Le groupe UDI-MoDem a appris par voie de presse qu’une enquête préliminaire aurait été ouverte par le Parquet de Paris à l’encontre de la société Streeteo, chargée de contrôler le stationnement à Paris, suite aux révélations concernant de nombreux faux contrôles qu’elle aurait effectuée.

Si cette information est confirmée, c’est un motif suffisant et impératif de rupture pour demander la rupture du contrat liant la Ville de Paris à Streeteo. C’est le sens du vœu du groupe UDI-MoDem qui sera défendu demain, lors du Conseil de Paris, par notre collègue Valérie Nahmias.

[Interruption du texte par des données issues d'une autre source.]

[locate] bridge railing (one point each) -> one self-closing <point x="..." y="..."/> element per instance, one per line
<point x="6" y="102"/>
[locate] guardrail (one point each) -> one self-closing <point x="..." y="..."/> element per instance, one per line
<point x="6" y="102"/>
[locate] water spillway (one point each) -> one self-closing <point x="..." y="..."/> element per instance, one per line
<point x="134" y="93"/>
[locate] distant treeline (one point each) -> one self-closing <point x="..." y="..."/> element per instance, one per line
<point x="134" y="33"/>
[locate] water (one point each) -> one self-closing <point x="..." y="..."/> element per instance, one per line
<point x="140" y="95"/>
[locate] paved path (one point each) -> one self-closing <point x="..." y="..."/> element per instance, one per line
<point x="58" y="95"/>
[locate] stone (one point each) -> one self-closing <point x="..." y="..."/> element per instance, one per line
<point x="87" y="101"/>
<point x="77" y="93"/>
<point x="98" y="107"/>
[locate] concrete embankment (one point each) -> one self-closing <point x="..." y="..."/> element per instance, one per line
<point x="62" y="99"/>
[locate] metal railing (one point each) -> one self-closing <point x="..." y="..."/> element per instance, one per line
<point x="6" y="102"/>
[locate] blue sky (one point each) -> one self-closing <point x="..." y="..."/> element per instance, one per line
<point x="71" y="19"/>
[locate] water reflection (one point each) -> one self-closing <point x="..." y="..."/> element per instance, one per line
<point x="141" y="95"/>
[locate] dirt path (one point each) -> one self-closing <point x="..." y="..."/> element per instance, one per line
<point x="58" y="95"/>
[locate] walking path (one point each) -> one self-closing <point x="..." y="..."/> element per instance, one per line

Suite aux trop nombreuses révélations de pratiques illicites, faux contrôles, contrôles réalisés par des agents non assermentés, ralentissements volontaires des procédures de contestation des PV en vue de les rendre caduques, la confiance est depuis longtemps rompue entre cette société et les automobilistes devant s’acquitter du stationnement dans la capitale.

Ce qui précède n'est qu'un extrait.